Приезжая, Анна Андреевна останавливалась у нас в маленькой кухоньке - газа еще не провели, и я готовила нечто вроде обеда в коридоре на керосинке, а бездействующая газовая плита из уважения к гостье покрывалась клеенкой и маскировалась под стол. Кухню прозвали капищем. "Что вы валяетесь, как идолище, в своем капище? - спросил раз Нарбут, заглянув на кухню к Анне Андреевне. - Пошли бы лучше на какое-нибудь заседание посидели… " Так кухня стала капищем, и мы сидели там вдвоем, предоставив О. М. на растерзание стихолюбивому Бродскому, когда внезапно около часа ночи раздался отчетливый, невыносимо выразительный стук. «Это за Осей», - сказала я и пошла открывать.

За дверью стояли мужчины - мне показалось, что их много, - все в штатских пальто. На какую-то ничтожную долю секунды вспыхнула надежда, что это еще не то: глаз не заметил форменной одежды, скрытой под коверкотовыми пальто. В сущности, эти коверкотовые пальто тоже служили формой, только маскировочной, как некогда гороховые, но я этого еще не знала.

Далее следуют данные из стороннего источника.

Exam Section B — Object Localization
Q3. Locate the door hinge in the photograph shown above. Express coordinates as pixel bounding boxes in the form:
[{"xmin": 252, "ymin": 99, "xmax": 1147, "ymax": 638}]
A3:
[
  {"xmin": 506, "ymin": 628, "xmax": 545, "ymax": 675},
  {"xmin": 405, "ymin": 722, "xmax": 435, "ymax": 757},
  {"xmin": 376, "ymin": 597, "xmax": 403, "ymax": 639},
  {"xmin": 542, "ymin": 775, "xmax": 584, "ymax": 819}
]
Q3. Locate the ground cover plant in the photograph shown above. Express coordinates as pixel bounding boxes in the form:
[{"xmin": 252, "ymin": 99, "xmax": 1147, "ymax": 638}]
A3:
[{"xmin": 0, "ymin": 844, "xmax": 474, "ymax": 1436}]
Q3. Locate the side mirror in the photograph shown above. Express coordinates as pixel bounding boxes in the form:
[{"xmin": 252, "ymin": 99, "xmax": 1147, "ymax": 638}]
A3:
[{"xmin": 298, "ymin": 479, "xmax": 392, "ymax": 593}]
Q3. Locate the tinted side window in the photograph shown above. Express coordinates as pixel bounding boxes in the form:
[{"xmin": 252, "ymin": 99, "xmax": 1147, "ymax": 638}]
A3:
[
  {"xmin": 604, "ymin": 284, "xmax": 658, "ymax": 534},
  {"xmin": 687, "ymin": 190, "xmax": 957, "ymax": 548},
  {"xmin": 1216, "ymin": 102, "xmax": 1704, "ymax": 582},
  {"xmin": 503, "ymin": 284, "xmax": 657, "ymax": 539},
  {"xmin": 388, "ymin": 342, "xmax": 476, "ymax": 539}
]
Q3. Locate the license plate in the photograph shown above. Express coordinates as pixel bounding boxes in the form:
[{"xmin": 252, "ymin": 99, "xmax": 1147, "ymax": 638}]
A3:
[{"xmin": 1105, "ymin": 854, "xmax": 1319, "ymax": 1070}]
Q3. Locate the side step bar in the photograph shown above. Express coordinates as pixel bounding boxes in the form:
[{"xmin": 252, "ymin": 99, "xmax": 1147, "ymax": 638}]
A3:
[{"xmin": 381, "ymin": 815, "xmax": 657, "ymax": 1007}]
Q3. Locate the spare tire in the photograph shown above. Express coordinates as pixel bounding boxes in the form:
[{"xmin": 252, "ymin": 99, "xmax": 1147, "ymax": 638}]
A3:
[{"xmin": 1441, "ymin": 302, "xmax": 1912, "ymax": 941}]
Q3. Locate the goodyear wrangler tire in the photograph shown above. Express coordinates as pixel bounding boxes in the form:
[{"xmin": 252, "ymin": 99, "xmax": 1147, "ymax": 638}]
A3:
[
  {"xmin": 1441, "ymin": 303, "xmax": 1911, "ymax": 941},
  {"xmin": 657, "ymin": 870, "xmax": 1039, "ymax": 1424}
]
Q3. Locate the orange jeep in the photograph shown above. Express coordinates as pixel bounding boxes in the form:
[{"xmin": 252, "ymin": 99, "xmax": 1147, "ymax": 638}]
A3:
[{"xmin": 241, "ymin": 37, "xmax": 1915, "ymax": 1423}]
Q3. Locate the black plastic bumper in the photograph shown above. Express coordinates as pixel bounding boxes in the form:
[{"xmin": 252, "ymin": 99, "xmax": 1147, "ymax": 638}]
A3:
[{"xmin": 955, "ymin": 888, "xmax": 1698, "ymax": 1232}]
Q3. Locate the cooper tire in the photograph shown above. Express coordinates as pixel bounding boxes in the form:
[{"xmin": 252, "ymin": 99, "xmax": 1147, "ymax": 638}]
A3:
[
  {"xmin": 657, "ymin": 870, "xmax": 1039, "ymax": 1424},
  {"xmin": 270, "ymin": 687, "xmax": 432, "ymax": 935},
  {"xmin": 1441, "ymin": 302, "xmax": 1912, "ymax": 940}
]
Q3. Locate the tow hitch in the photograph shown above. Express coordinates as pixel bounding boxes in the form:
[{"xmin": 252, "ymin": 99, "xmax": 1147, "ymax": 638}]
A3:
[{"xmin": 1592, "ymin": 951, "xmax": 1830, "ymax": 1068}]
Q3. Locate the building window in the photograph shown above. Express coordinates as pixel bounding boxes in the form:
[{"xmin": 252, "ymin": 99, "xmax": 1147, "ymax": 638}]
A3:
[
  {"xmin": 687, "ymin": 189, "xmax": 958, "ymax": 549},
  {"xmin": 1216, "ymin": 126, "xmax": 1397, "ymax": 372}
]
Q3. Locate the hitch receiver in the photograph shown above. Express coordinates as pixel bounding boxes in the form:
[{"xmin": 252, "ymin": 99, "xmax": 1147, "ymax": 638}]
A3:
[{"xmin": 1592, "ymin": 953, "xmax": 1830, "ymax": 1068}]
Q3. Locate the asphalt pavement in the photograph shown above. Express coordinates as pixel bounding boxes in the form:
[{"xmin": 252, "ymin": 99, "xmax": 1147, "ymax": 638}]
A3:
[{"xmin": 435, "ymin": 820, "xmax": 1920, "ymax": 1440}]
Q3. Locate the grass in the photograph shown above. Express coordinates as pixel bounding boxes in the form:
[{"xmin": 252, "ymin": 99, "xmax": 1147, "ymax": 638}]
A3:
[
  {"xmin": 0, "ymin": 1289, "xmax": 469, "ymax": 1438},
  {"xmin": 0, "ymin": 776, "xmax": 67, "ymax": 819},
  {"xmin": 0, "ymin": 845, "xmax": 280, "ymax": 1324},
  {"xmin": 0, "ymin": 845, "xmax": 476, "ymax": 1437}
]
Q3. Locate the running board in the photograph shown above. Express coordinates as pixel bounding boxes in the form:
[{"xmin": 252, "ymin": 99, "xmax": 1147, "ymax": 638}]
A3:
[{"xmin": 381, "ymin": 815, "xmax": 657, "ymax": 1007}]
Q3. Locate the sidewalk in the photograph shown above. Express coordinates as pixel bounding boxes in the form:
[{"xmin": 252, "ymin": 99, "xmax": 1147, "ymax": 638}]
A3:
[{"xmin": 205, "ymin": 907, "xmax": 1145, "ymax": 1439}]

Надежда тотчас рассеялась, как только незваные гости переступили порог.

Я по привычке ждала «Здравствуйте!», или «Это квартира Мандельштама?», или «Дома?», или, наконец, «Примите телеграмму»… Ведь посетитель обычно переговаривается через порог с тем, кто открыл дверь, и ждет, чтобы открывший посторонился и пропустил его в дом. Но ночные посетители нашей эпохи не придерживались этого церемониала, как, вероятно, любые агенты тайной полиции во всем мире и во все времена. Не спросив ни о чем, ничего не дожидаясь, не задержавшись на пороге ни единого мига, они с неслыханной ловкостью и быстротой проникли, отстранив, но не толкнув меня, в переднюю, и квартира сразу наполнилась людьми. Уже проверяли документы и привычным, точным и хорошо разработанным движением гладили нас по бедрам, прощупывая карманы, чтобы проверить, не припрятано ли оружие.

Из большой комнаты вышел О. М. «Вы за мной?» - спросил он. Невысокий агент, почти улыбнувшись, посмотрел на него: «Ваши документы». О. М. вынул из кармана паспорт.

Проверив, чекист предъявил ему ордер. О. М. прочел и кивнул.

На их языке это называлось «ночная операция». Как я потом узнала, все они твердо верили, что в любую ночь и в любом из наших домов они могут встретиться с сопротивлением. В их среде для поддержания духа муссировались романтические легенды о ночных опасностях. Я сама слышала рассказ о том, как Бабель, отстреливаясь, опасно ранил одного из «наших», как выразилась повествовательница, дочь крупного чекиста, выдвинувшегося в 37 году. Для нее эти легенды были связаны с беспокойством за ушедшего на «ночную работу» отца, добряка и баловника, который так любил детей и животных, что дома всегда держал на коленях кошку, а дочурку учил никогда не признаваться в своей вине и на все упрямо отвечать «нет». Этот уютный человек с кошкой не мог простить подследственным, что они почему-то признавались во всех возводимых на них обвинениях. «Зачем они это делали? - повторяла дочь за отцом. - Ведь этим они подводили и себя, и нас!»… А «мы» означало тех, кто по ночам приходил с ордерами, допрашивал и выносил приговоры, передавая в часы досуга своим друзьям увлекательные рассказы о ночных опасностях. А мне чекистские легенды о ночных страстях напоминают о крошечной дырочке в черепе осторожного, умного, высоколобого Бабеля, который в жизни, вероятно, не держал в руках пистолета.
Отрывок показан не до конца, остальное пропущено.